F.A.Q Because of their large numbers. emigrants could, if given the vote, decide Ireland's political future and would have a disproportionate influence.
This is not true. At present the electoral roll in Ireland is imbalanced due to emigration. A large number of people between the ages of 18 and 35 have lost their right to vote due to emigration; it is not to Ireland's advantage to have such a gap in its electorate. If the current Dail constituency situation was revised to take emigration into account, there would be up to six fewer TD's in the Dail. At present the system of proportional representation is unrepresentative of the electorate. This campaign is not seeking a vote for all emigrants. We want the vote for recent emigrants, i.e. those who have emigrated over the last 10,15 or 20 years to be allowed to vote in Dail, presidential and European elections as well as referenda. We do not consider the Senate as an appropriate forum for giving emigrants a voice.
At present less than 1 million people hold Irish passports world wide, including many second and third generation Irish who would not be entitled to vote.
Emigrants would abuse the system.
No other country that allows emigrant voting experiences abuses because there are clear preventative procedures and legislation in place. There is no evidence to indicate that Irish emigrants are less honest than citizens of other EU countries. New European democracies such as Poland, Ukraine and Eritrea ensured that their citizens abroad have the right to vote without any difficulty.If other countries and their emigrants can manage their voting systems well, why can't Ireland?
Emigrants don't pay tax.
The latest argument against emigrant voting. It is based on a distortion of the American War of Independence maxim: No taxation without representation' which now becomes "No representation without taxation". The payment of taxes has never been a prerequisite in a democracy for the right to vote. It isn't applicable to citizens residing in Ireland so why should it be a prerequisite for emigrants wishing to vote? In any case, although it is argued that emigrants don't contribute to the Irish exchequer, the following brief examination of the facts shows otherwise: Returned emigrants are the greatest single contributors to tourism revenue. Total tourism revenue in 1992 was 18 billion with over 6O% emigrant-related business. Over 20% of Irish bank accounts are held by people resident abroad, most of whom are Irish citizens. Emigrant remittances are not just part of Ireland's' history, many families are still as dependent on this form of income as they were 40 years ago. A large number of those who emigrated in the last 20 years were actually in full-time employment here, paying their taxes and PRSI like those of us who were not to forced to emigrate; others are living and working abroad temporarily. Our state airline would be in more serious trouble were not for their daily business of ferrying the emigrant Irish.

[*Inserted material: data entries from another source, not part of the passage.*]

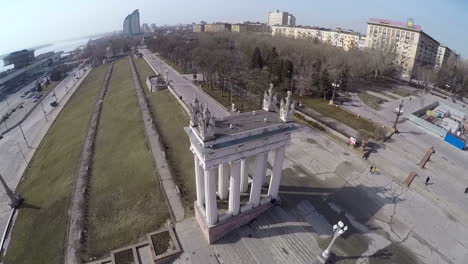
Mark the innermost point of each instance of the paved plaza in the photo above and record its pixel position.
(325, 181)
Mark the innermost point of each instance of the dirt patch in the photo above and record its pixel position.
(124, 257)
(162, 243)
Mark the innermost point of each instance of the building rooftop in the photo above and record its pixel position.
(239, 123)
(399, 24)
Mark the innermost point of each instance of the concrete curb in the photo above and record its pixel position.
(7, 228)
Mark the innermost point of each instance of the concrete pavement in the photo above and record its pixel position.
(182, 86)
(324, 182)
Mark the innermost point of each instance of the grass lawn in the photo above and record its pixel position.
(371, 100)
(38, 234)
(170, 120)
(343, 116)
(390, 95)
(226, 100)
(125, 200)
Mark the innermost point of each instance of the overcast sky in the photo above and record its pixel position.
(27, 23)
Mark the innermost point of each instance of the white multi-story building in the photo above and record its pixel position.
(280, 18)
(291, 20)
(345, 39)
(413, 47)
(443, 54)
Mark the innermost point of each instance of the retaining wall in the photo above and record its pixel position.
(423, 123)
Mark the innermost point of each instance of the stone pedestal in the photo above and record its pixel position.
(224, 145)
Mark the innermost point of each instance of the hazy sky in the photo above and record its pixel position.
(27, 23)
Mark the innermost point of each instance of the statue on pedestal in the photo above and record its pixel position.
(269, 100)
(287, 109)
(206, 123)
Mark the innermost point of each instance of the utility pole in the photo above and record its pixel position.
(398, 113)
(15, 198)
(24, 136)
(338, 230)
(22, 154)
(43, 111)
(4, 122)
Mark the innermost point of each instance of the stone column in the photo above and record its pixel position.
(244, 182)
(276, 172)
(258, 178)
(223, 181)
(211, 208)
(234, 188)
(200, 182)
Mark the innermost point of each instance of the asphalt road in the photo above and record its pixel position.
(389, 223)
(14, 151)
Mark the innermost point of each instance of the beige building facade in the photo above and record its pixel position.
(279, 18)
(345, 39)
(218, 27)
(250, 28)
(199, 28)
(412, 46)
(443, 54)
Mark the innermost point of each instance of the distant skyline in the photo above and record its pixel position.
(32, 22)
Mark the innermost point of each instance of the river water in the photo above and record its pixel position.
(65, 46)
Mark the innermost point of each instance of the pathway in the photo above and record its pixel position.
(78, 204)
(184, 87)
(380, 95)
(384, 216)
(162, 166)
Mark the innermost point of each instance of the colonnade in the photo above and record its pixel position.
(233, 180)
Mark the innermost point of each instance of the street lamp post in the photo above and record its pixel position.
(335, 86)
(167, 77)
(15, 198)
(55, 95)
(43, 111)
(338, 230)
(398, 113)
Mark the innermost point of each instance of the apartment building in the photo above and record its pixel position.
(443, 54)
(413, 47)
(248, 27)
(279, 18)
(346, 39)
(199, 28)
(218, 27)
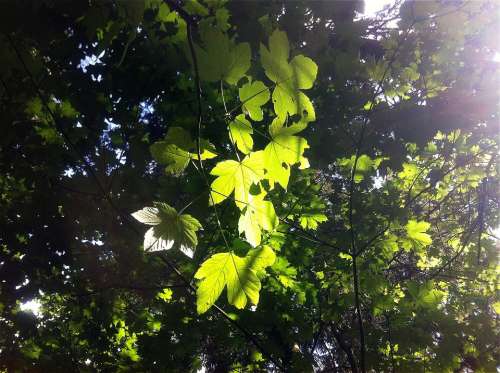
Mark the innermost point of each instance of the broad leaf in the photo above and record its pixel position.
(240, 131)
(238, 177)
(237, 273)
(170, 229)
(290, 77)
(416, 231)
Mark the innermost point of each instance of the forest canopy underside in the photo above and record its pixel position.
(249, 186)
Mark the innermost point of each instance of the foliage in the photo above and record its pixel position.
(334, 175)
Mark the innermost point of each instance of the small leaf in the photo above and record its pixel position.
(253, 96)
(238, 177)
(238, 274)
(241, 131)
(171, 229)
(177, 149)
(416, 232)
(290, 78)
(284, 150)
(259, 215)
(148, 215)
(222, 58)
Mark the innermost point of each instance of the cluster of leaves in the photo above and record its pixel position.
(327, 186)
(249, 179)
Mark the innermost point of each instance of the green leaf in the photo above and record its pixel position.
(364, 165)
(253, 96)
(312, 214)
(259, 215)
(284, 150)
(177, 149)
(290, 77)
(241, 131)
(170, 229)
(221, 58)
(165, 295)
(238, 177)
(237, 273)
(415, 231)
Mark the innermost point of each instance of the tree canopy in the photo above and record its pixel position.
(239, 186)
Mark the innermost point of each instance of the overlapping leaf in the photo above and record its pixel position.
(241, 131)
(416, 232)
(170, 229)
(238, 177)
(259, 215)
(284, 150)
(253, 95)
(240, 275)
(222, 58)
(177, 149)
(290, 77)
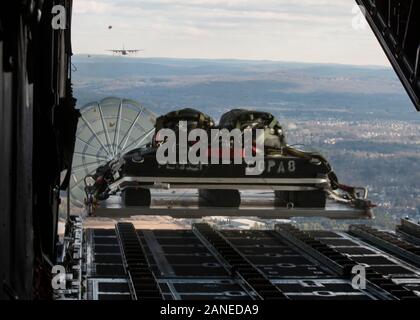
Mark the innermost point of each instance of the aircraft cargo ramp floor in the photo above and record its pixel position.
(284, 263)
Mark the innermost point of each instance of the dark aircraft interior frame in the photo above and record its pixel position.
(396, 24)
(38, 121)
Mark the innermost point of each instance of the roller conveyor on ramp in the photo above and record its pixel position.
(208, 263)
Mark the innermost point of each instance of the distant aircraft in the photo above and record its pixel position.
(125, 52)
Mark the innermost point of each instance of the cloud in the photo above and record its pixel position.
(303, 30)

Emigrants would vote for 'extremists'
Irish emigrants leave behind family, relations, neighbours and friends. They care for their communities and their country. They are just as unlikely to vote for instability on this island as people at home are. Emigrants tend to bring their political allegiances with them and by extending the vote, we would ensure that they get the rights that they deserve as Irish people and citizens of our country. According to Dr Joseph E. Ryan, resident scholar of Freedom House, New York, who has studied emigrant voting patterns of other nationals states 'there is evidence to suggest that a larger proportion of emigrants vote in favour of the incumbent government when compared to the electorate as a whole".